• Tom.Thomson (7/14/2011)


    That's sort of true. But Occam's razor is a useful tool when trying to present things in a simple manner, and what a functional dependency is all about is that some values are fixed by some other values; at least I hope that's what you mean by a functional dependency (it's what every academic paper I've read that contained the term used it for).

    I think it is important to be clear on definitions given what you said in your previous article about 1NF permitting nulls. If a reader mistakenly thinks that 2NF and other normal forms apply equally well to a table with nulls as to a table without them then they may want to know what a functional dependency means in a table with nulls. The concept of functional dependency was developed without considering the impact of nulls and I think that pretty much every other text I've read on the topic excludes the possibility of nulls being part of any FD. You have opened the door to nulls in your first article but now you seem to be ignoring the consequences.

    It's important to remember that Codd and Heath were discussing NULL (not two different NULLs, just one) way back when they were preparing their early papers on normalisation, so that it is extremely unlikely that NULLs weren't considered at all.

    I will take Codd's word for it when he says "The concepts and rules of functional dependence, multi-valued dependence, and join dependence were all developed without considering missing db-values.
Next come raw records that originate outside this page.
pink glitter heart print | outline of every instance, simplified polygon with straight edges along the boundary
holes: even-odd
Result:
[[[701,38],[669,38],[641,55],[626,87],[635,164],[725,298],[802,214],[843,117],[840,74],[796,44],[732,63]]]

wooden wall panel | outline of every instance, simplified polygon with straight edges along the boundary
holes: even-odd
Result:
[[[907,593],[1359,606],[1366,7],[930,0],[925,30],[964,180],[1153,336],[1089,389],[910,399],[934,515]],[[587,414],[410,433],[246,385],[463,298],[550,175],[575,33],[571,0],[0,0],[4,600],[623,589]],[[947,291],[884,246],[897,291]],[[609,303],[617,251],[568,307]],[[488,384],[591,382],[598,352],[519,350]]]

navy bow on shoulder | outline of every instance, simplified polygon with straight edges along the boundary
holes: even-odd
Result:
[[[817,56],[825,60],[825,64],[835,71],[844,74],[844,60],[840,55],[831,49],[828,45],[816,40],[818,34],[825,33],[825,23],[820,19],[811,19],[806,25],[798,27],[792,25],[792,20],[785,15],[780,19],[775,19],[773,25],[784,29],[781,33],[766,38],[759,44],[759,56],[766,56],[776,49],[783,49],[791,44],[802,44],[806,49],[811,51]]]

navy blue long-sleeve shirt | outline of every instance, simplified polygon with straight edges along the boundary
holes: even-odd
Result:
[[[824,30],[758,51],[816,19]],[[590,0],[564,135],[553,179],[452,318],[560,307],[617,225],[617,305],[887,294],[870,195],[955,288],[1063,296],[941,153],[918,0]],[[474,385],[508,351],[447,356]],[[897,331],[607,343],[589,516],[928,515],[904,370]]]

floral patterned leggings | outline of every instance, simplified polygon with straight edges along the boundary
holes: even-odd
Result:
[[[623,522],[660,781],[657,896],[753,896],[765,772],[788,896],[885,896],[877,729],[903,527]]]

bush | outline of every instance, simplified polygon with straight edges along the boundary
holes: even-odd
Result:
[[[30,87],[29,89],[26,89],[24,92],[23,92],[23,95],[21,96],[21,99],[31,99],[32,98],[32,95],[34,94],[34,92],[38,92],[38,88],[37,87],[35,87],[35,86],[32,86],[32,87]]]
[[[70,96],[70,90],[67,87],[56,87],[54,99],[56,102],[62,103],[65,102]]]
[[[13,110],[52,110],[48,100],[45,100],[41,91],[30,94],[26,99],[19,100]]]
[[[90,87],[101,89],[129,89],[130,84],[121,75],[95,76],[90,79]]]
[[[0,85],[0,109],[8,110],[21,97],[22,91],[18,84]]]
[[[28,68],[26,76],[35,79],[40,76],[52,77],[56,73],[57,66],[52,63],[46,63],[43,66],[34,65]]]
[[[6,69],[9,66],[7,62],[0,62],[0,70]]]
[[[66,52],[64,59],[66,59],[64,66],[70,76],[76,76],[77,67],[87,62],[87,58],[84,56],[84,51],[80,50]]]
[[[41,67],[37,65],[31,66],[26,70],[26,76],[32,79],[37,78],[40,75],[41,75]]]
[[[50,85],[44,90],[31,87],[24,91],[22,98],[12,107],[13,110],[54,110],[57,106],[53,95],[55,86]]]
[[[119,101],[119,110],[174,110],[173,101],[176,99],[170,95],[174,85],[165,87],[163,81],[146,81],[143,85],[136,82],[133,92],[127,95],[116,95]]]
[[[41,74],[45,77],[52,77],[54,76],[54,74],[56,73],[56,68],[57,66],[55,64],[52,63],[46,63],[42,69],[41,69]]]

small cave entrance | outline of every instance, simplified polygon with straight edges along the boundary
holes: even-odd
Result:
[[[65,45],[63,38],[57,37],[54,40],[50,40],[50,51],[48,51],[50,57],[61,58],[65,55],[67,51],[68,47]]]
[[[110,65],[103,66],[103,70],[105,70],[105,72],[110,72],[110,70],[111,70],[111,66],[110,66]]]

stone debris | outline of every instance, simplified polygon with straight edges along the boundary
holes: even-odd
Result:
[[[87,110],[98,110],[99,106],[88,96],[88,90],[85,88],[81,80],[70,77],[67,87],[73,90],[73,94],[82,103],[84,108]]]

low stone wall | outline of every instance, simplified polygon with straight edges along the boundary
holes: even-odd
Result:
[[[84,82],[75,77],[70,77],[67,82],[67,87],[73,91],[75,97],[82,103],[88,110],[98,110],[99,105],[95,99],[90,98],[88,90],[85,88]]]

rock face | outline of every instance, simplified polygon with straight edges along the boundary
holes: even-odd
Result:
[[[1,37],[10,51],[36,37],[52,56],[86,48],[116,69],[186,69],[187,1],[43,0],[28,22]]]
All the normal forms based on these dependencies were also developed without considering missing dbvalues."[1]. Whether or not nulls were actually in his mind at the time, he chose to leave them out of what he published. Codd goes on to say:

    "the normalization concepts do NOT apply, and should NOT be applied, globally to those combinations of attributes and tuples containing [null] marks. Instead, they should be applied [...] to a conceptual version of the database in which tuples containing missing-but-applicable information in the pertinent attributes have been removed"
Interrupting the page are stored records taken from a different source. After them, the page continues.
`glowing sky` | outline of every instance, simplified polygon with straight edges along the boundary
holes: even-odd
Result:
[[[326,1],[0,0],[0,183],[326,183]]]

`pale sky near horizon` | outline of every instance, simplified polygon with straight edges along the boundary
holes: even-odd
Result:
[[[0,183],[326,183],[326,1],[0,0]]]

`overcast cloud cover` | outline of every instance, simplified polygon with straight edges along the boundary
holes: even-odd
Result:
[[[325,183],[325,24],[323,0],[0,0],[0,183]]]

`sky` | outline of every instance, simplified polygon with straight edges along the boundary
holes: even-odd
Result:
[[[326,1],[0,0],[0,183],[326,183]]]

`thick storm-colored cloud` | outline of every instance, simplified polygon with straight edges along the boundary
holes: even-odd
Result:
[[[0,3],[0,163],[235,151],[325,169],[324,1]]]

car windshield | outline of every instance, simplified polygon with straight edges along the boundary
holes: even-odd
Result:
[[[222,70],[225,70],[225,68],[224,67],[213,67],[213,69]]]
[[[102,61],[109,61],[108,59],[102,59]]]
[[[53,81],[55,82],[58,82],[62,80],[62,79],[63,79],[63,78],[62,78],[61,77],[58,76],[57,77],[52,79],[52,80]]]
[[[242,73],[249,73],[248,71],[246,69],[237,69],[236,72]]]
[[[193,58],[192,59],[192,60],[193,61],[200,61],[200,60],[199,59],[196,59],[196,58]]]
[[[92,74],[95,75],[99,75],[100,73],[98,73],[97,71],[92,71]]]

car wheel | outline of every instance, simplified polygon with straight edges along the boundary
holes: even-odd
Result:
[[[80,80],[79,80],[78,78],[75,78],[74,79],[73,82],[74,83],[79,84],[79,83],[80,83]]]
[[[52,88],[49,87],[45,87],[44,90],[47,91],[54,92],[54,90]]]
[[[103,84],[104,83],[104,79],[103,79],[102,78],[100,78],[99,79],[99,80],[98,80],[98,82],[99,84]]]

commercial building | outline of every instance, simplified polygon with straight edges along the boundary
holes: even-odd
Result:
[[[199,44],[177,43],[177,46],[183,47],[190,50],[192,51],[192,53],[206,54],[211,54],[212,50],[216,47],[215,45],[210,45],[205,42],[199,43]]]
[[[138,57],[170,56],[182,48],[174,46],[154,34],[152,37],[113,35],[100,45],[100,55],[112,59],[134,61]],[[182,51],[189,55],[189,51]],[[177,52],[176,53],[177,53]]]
    [1] Missing Informatlon (Applicable and Inapplicable) in Relational Databases, SIGMOD RECORD, Vol. 15, No. 4, December 1986

    So despite what you say, in Codd's view 2NF does exclude nulls. You haven't said in your article that 2NF applies only to a version of a database without nulls but you haven't suggested any alternative way of evaluating 2NF for a database with nulls either.

    I don't mean to imply that I agree wtih Codd's view. I think it's a terrible suggestion. It completely ignores the very real possibility that the kind of redundancy and resulting anomalies which the NFs were designed to eliminate can also occur when some rows include nulls. What bothers me is that you didn't mention either this or any other strategy for dealing with the nulls that you say you want to permit. Your readers are left in the dark about it.
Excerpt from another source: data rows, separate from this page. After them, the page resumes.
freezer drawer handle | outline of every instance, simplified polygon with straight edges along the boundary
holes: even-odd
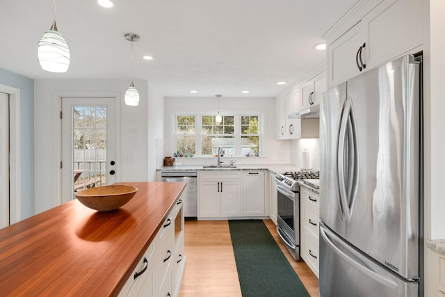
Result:
[[[165,225],[164,225],[164,228],[170,226],[170,224],[172,223],[172,220],[170,220],[170,218],[167,219],[167,223]]]
[[[164,262],[167,260],[168,260],[170,259],[170,257],[172,257],[172,252],[170,251],[170,250],[168,250],[167,251],[167,255],[168,255],[168,256],[167,256],[167,257],[165,259],[164,259]]]
[[[311,250],[309,250],[309,255],[310,255],[311,256],[312,256],[315,259],[317,258],[317,256],[315,256],[315,255],[312,255],[312,251]]]
[[[143,273],[145,272],[145,271],[147,270],[147,267],[148,267],[148,260],[147,259],[147,258],[145,257],[144,257],[144,266],[142,268],[141,271],[138,272],[135,272],[134,273],[134,280],[136,280],[138,277],[139,277],[141,274],[143,274]]]
[[[369,277],[373,278],[374,280],[388,287],[389,288],[391,288],[392,289],[396,289],[397,288],[398,285],[396,283],[395,283],[391,280],[388,280],[387,278],[383,278],[382,275],[380,275],[379,274],[376,273],[372,270],[365,267],[364,266],[362,265],[361,264],[359,264],[353,258],[348,256],[342,250],[341,250],[339,248],[337,248],[334,244],[334,243],[332,243],[332,241],[331,241],[331,240],[329,239],[323,226],[320,227],[320,234],[321,234],[323,239],[325,241],[325,242],[326,242],[326,243],[327,243],[330,246],[330,247],[332,249],[332,250],[334,250],[334,252],[335,252],[336,254],[340,256],[344,261],[347,262],[348,264],[353,266],[357,269],[359,270],[360,271],[362,271],[363,273],[366,274]]]

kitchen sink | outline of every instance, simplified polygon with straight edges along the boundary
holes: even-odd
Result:
[[[234,166],[233,165],[207,165],[202,166],[203,168],[236,168],[236,166]]]

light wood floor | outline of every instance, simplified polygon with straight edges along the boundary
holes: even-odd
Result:
[[[311,296],[319,297],[318,279],[303,261],[296,262],[280,241],[275,225],[266,225]],[[187,262],[180,297],[241,297],[227,220],[186,220]]]

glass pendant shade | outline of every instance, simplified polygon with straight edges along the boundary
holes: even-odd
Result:
[[[39,41],[38,56],[42,69],[50,72],[66,72],[70,66],[70,49],[57,31],[56,22]]]
[[[131,84],[125,92],[125,104],[131,106],[136,106],[139,104],[139,92],[134,87],[133,81],[131,81]]]
[[[218,123],[220,123],[220,122],[222,122],[222,116],[221,116],[221,115],[220,114],[219,111],[218,111],[218,114],[216,115],[216,116],[215,117],[215,120]]]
    Just a fortnight ago one of you anti-NULL purists was claiming that there was no such term as "primary key" in relational theory, only in SQL! (Complete nonsense, as you will agree.)

    I think most people will understand that I used "the primary key" in the sense used in the paper which introduced the relational model to the world - it is a primary key that has been chosen to be "the" primary key as opposed to just "a" primary key and it is a perfectly sensible description of a candidate key to say that it is something that can be so chosen, both because that's why the word "candidate" is there - a candidate is something that can be chosen (whether by fate, by a schema designer, or otherwise) and since the term "candidate key" was in fact introduced as a replacement for "primary key" rather later. The concept of superkey is of course completely superfluous.

    Sure, but the science and the language have moved on since Codd used the term "primary key". Almost no-one today uses that phrase to refer to any or all keys of a relation and using it to mean just one key is completely redundant in a discussion about normalization.

    If the person you mentioned was confused about primary keys then I'm not surprised and he's not the only one. In the previous 1NF article discussion you said "SQL has a restriction that there can be only one primary key". Taken literally that statement is obviously untrue. By expecting us to guess each time whether you mean "the primary key" or "a primary key" you are committing the same linguistic folly that Codd did. Please let's leave "primary" keys out of a discussion about normal forms.